Original URL: http://www.theregister.com/2007/07/24/space_fridge_dump_shocker/
By Lewis Page
Published Tuesday 24th July 2007 13:47 GMT
Litterbug astronauts have hurled almost a ton of junk off the International Space Station, including an old refrigeration system weighing 1400lb, risking a fiery meteoric death for innocent Earth-dwellers. In sharp contrast to green consumers worldwide, NASA has brazenly revealed that the fly tipping spacemen hadn't even used the fridge before throwing it overboard. Outrage is expected from the sandal-wearing, lentil-friendly elements of society.
In fact, the orgy of ecologically-unsound orbital refuse disposal was due to the problems which have beset the space shuttle fleet in recent years. With a sharply reduced number of shuttle flights to the station, opportunities to ship rubbish back to Earth have been limited.
The disused space fridge jettisoned yesterday - in reality an ammonia tank assembly called the Early Ammonia System, or EAS - was a coolant backup provided only for use in emergencies during the building of the space station. Now that the platform's main cooling system is in place, the EAS was scheduled to be removed so that the truss it was mounted on could be shifted to its final planned position.
NASA had planned to bring the EAS down in the shuttle, but there wasn't room. Accordingly, astronaut Clay Anderson threw it away from the tip of the station's manipulator arm yesterday. He also ditched a 212lb camera mounting, similarly surplus to requirements.

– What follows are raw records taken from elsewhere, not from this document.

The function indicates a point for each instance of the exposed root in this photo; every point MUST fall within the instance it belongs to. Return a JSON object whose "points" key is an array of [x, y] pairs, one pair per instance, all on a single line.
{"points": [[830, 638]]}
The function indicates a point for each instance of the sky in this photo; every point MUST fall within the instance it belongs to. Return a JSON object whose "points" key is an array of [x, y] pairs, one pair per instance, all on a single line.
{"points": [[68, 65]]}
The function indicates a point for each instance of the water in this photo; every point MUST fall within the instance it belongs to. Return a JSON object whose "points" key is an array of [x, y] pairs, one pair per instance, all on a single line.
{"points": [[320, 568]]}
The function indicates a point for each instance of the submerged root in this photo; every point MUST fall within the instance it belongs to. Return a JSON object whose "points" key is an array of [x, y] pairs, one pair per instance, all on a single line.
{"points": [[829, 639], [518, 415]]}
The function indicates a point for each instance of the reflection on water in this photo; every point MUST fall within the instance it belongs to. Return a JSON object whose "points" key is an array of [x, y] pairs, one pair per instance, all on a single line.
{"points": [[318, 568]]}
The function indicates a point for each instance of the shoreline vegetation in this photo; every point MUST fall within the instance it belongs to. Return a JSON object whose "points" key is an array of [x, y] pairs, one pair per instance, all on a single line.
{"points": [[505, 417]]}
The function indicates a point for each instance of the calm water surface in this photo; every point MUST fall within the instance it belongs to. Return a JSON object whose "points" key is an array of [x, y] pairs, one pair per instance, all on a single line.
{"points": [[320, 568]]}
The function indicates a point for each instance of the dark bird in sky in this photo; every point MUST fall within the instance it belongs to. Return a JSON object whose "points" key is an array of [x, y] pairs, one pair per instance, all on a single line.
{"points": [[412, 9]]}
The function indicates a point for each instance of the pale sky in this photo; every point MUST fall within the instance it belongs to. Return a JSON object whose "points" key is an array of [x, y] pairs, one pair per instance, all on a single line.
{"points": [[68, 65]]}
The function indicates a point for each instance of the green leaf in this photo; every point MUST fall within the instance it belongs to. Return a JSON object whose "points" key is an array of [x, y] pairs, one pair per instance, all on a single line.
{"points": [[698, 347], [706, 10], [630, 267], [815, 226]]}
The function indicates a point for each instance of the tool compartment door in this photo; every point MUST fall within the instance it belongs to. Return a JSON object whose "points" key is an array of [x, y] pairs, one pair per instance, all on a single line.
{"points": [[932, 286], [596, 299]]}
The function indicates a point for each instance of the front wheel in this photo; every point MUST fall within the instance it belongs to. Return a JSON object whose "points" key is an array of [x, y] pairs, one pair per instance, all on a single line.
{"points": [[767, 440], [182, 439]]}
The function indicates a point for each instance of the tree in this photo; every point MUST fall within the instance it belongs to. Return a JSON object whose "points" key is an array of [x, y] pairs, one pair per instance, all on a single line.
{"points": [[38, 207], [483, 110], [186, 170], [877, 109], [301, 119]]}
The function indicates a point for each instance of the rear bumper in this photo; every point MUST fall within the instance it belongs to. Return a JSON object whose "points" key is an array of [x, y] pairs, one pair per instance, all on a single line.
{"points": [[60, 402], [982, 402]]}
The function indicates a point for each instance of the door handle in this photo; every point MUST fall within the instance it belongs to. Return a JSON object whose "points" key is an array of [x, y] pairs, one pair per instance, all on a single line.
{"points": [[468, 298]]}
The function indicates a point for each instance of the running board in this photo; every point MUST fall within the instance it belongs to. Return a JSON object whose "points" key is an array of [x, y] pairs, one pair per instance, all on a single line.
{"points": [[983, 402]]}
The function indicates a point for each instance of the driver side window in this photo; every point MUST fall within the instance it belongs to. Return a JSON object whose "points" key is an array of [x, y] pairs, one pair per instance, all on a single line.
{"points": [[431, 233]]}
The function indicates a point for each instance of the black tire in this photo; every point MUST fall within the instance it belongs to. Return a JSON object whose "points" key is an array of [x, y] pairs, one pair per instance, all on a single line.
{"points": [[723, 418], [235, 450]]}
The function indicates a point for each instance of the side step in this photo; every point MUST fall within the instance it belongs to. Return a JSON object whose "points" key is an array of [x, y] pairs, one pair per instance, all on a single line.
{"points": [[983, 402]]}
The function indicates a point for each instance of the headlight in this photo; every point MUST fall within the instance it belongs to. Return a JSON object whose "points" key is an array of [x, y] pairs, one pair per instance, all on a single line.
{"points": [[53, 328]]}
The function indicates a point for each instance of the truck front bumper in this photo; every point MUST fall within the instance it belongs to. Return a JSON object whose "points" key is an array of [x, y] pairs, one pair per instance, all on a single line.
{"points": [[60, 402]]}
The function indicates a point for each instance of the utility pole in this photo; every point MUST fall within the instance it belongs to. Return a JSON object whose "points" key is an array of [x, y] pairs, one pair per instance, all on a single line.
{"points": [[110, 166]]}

Both pieces of space jetsam will be tracked from Earth, allowing warnings to be given should their re-entry threaten anyone. The camera mount is expected to burn up completely, but pieces of the EAS as large as 39lb might make it down to strike the surface when it de-orbits in a year or so's time. NASA thinks the meteoric fridge-frag volley will land in the ocean, but says there is a 1 in 5000 chance that people could be injured or killed.